Monday, February 16, 2015

1991 Klein Adroit Ultra Light

I've built my share of Kleins over the past few years, but I have to say this one ranks up there among the all time greats in my book. Not only is a rather uncommon year, a very rare paint job but also built with a full factory (that is original Klein equipped) Ultra Light package. There is an emerging trend among Klein afficionados to build the elusive Ultra Light package and people scour the ends of the earth to find the unique, hand selected part to make it complete.
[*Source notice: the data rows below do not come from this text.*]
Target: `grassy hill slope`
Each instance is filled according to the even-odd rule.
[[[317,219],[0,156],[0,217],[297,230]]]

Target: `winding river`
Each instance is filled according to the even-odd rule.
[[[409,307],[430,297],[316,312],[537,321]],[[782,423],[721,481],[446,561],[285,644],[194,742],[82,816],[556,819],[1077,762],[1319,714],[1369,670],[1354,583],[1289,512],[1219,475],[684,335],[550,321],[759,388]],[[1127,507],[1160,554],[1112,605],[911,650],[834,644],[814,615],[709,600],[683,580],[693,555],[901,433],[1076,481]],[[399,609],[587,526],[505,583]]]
I've only ever seen three factory built bikes, and this one will make four. All of the parts on this bike are NOS and were one of the leftover UL kits I bought a while back.
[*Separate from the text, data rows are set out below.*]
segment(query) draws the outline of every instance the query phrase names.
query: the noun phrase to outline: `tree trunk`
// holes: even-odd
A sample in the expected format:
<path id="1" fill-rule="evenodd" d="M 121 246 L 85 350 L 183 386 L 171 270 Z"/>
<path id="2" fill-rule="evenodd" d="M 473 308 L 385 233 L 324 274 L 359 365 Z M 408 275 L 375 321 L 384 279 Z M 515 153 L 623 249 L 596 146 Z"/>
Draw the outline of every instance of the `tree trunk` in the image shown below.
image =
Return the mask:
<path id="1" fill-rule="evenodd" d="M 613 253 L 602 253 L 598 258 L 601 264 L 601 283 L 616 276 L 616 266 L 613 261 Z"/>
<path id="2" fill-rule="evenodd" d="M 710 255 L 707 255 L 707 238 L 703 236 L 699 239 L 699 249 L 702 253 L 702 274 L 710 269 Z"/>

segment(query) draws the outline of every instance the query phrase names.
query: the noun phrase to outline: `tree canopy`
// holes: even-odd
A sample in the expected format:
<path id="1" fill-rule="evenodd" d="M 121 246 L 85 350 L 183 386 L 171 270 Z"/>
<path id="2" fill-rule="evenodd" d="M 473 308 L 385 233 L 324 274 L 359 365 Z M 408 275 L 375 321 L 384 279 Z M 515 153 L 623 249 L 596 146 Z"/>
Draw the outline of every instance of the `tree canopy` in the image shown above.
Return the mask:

Frame : 1991 Klein Adroit (Titanium BB spindle & brake bosses)
Fork : Adroit fork (carbon wrapped)
Color : Pearl Black
Wheels : Hi-E hubs 28/32h on Campagnolo Contax with Wheelsmith 15/16 gauge spokes (radial front, radial/3x rear), Ringle Titanium quick releases
Freewheel : Campagnolo alloy, modified by Klein to fit 135mm spacing
Tire : Prototype Klein Deathgrip 2.1
Drivetrain : Suntour XC-PRO with Grip Shift shifters
Pedals : Suntour XC-PRO w/ Titanium spindles
Brakes : Dia Compe 986 cantilevers with SS5 levers 
Seatpost : Ritchey 27.2
Seat : Selle Italia Flite
Grips : Grab On MT-1

According to the original owner of this bike he first saw it at a bike show in Los Angeles in early 1991. For whatever reason the bike ended up at a local bike shop and he bought it. He owned it until 2013 at which point I bought it. It was built up with a mix of lightweight and eclectic parts from the era. The fuselage was in amazing condition, a feat mainly made possible the previou owner's use of electrical tape to shield areas prone to damage. It took hours to remove all of the tape and adhesive residue.

The finished bike weighs in a 19.9 lbs, no thanks to the 150mm Mission Control bar/stem combo (a 135mm would have helped).
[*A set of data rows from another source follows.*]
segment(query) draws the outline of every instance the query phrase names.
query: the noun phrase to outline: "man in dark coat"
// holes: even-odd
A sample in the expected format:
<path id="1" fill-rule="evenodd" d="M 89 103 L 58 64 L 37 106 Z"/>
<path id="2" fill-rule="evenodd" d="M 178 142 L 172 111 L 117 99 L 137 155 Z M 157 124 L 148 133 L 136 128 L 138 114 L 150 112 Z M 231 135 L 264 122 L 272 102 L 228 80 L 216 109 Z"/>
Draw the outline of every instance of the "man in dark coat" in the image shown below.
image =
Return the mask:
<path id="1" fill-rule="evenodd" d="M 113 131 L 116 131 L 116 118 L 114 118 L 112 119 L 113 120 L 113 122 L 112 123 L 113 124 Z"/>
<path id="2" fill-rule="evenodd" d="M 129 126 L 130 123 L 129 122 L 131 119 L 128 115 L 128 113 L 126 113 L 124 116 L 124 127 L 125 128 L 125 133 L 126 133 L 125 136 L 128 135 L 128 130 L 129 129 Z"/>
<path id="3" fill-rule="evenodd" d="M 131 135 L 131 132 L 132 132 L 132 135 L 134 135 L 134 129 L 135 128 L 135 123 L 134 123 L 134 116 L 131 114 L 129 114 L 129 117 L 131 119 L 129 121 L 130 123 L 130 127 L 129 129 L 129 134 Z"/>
The color on this bike is absolutely stunning. I've only ever seen two other pearl blacks and each one seems to be different. This particular one has a lot of plum/purple flakes added in, making for a truly amazing end result.

The crown of an Adroit fork is a thing of beauty, it looks as if the fork was blown out of some mysterious glass, the shape and smoothness of the curves is second to none.

One of the unique features of a 91 Adroit is the use of a seat tube reducer to accomodate a 27.2mm seat post. At the time the Adroit came out nobody made 31.6 seatposts, so to use the large diameter (34.9mm) for the seat tube Klein had to weld on a reducing top which allowed the smaller seat post to fit. Frankly I'm amazed these things lasted, but then I have to image there there is a lot of weld material there to reinforce the joint.

I love the outline Klein logo which highlights the paint by letting it show through the decal.

Another unique feature of this bike are the prototype Death Grip tires. There were only a few pairs of these amberwall tires ever made and so having these on the bike add to uniqueness and rarity of the overall build.

One of the identifying pieces of the build is the 28h, radially laced Hi-E front hub. Hi-E hubs were primarily made for road use, but also saw some limited use in mountain bike applications, especially when weight was an issue. Charlie Cunningham was well known to use modified Hi-E hubs on many of his early Cunningham mountain bikes.

Suntour XC-PRO cranks with the 1991 only bronze chainrings, Ti bolt and spindle were used as a part of the Ultra Light package.

This bike and the other factory ULs are the reason why people are always looking for Contax rims in 28/32h combinations...

One of the best quick release, drop-out and FW combinations one could imagine!!! You know there was only one thing on the mind of the manufacturer, weight!

I just can't get enough of this pairing... it's just perfect!

Admittedly this bike looks much worse equipped with 2.1 tires (rather than the 2.35s), but it had to be done in keeping with the spirit of the build.

One parting shot for the road. It's an amazing bike, really stands out above the rest. In my humble opinion this is what a Klein should look like. The frame is the highlight of bike and the parts just serve as supporting cast, no fancy anodized parts to draw your attention. I guess the only exception is Tinker's Storm Adroit (but I must admit that's a self serving exception).